Many of the proposals are still lacking detail and will go out to consultation – but what is clear is that these plans risk tearing families apart, pushing more people into danger, and creating even more chaos in an already broken system.
Here’s what you need to know.
1. A new temporary status for refugees – with a 20-year wait to settle
Under the proposals, people who are granted protection in the UK will now get a new “core protection” status. This will mean:
Refugees only get 2.5 years of protection at a time, and will have to re-apply again and again.
They will have to wait 20 years before they can apply for Indefinite Leave to Remain (permanent settlement).
At each renewal, the Government will reassess whether their home country is “safe” and could try to return them.
This will replace the current system, where refugees receive five years of protection and can then apply for permanent settlement.
What this means: Requiring refugees to reapply for protection every 2.5 years and endure an incredibly long wait for permanent settlement is cruel and unnecessary. Children and families who have already built lives in the UK would be left in limbo, unable to move forward with their lives and potentially at constant risk of being deported. This policy would also create massive delays to an already broken system, and cost the government hundreds of millions of pounds.
2. A major attack on family reunion
The proposed changes would amount to ending family reunion as we know it. Under the plans:
Refugees under the newly created “core protection” status will no longer have the right to reunite with their spouse or children from overseas.
Family reunion will only become possible if refugees later qualify for a separate “protection work and study” route – which is likely to come with significant fees, income thresholds, and strict work/study requirements.
The government wants to narrow the legal definition of “family” to only parents and their children. This could remove existing rights for siblings, aunts, uncles, and other close family members, even when they are the last relatives a child or adult refugee has.
They also plan to narrow the application of the right to family life (article 8 of the European Convention) in UK courts.
What this means: The proposed new family reunion changes will rip families apart and leave countless child refugees stranded in danger, without the care and protection of relatives. Far from stopping dangerous journeys, these policies would push more people to risk their lives crossing the Channel. The UK would become one of the toughest places in Europe to seek safety – harsher even than under previous Conservative governments. And this attack on the right to family life doesn’t just harm refugees; it weakens human rights for everyone.
3. Cuts to asylum support and housing
The Government plans to remove its legal duty to provide asylum accommodation and basic support. This means support could be refused to people seeking safety at the government’s discretion.
It is deeply unfair that the Home Secretary is continuing to ban refugees from working while simultaneously expecting them to find their own accommodation.
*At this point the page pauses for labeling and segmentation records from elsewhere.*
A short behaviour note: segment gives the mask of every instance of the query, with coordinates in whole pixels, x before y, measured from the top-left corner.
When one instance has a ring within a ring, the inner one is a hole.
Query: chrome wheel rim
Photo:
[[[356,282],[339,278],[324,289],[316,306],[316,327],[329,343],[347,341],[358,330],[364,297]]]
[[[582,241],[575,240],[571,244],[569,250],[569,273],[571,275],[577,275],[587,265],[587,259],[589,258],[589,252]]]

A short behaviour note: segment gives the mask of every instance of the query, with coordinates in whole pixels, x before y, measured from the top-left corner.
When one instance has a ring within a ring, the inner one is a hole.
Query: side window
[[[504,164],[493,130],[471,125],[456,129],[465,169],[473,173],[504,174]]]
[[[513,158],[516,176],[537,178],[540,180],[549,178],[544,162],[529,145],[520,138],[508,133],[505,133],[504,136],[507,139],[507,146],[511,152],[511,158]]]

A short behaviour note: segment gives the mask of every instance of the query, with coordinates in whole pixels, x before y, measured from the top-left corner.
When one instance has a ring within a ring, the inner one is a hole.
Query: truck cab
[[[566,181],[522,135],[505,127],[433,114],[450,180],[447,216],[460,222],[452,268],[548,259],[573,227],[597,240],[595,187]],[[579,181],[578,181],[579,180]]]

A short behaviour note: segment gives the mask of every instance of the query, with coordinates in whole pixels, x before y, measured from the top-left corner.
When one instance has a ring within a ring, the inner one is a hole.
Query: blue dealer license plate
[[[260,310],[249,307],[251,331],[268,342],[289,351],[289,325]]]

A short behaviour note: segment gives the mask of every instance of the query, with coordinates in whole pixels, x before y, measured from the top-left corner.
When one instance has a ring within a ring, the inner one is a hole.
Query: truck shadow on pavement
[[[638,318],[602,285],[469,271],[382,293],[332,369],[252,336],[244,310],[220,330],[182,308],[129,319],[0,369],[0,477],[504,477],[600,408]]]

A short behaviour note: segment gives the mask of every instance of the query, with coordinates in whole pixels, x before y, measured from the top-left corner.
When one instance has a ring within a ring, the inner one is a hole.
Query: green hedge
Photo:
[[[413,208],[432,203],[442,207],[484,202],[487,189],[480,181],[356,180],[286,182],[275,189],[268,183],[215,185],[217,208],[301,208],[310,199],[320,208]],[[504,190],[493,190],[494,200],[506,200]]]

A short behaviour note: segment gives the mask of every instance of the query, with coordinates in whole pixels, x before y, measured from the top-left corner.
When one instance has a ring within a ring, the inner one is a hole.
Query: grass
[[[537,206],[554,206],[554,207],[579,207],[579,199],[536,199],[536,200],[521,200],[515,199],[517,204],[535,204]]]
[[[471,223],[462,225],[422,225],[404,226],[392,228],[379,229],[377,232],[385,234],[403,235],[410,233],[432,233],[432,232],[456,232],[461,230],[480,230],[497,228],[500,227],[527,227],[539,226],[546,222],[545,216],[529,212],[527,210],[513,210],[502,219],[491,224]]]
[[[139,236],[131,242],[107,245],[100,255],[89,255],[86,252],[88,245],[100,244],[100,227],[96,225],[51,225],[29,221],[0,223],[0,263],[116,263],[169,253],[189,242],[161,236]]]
Life in asylum accommodation is far from a luxury: reports show the harrowing conditions people are forced to live in, including some cases of malnutrition and other food-related illnesses.
What this means: Without support, many people are likely to be pushed into homelessness and destitution – leaving local authorities, charities and communities to pick up the pieces.
4. A tokenistic promise of“safe routes”… but only for a few people
The Government has promised new safe and legal routes, but they will initially be open to only a few hundred people across all schemes.
Most of these routes depend on community sponsorship, which requires sponsors to have £9,000 in savings, long-term housing, and local authority approval. Existing community sponsorship has only resettled an average of 125 people a year.
We’re still waiting for details about specific routes for unaccompanied children and families. We will continue pushing the Government to create safe, accessible routes for the children who need them most.
What this means: The new routes this government is proposing will be far too small and inaccessible to provide a real alternative to dangerous journeys. Introducing tiny, tightly limited schemes while simultaneously closing long-standing safe routes like family reunion makes this commitment feel more like political window-dressing than real protection.
5. Appeal rights will be significantly limited to make deportations easier
The plans set out that people whose asylum claims are refused will now have only one appeal against removal, and there will be stricter rules around the right to challenge decisions. The government has also stated its intention to remove families and explore “return hubs” – with refugees potentially sent to unknown third countries until they can be deported back to where they fled from.
What this means: The government will be able to deport more people with minimal safeguards under these new plans, even when they might still have a legitimate reason to fear for their lives – including children. This risks violating the UK’s international obligations, including the principle of non-refoulement (which prohibits countries from returning refugees to a place where their life or freedom would be at risk).
These reforms won’t stop deaths at sea. They won’t break smuggling networks. And they won’t create an orderly system. What they will do is put children and families in danger, tear communities apart, and hand the far right a political win – all while increasing costs and pressure on local services.
The Government must urgently reverse course, starting by restoring the right to family reunion and scrapping plans that push people into homelessness and insecurity. We need a system that based on protection, not punishment, a children and refugees with genuine, accessible, safe routes. We’ll continue fighting these plans – in Parliament, in the courts, and alongside the families who rely on safe routes to survive.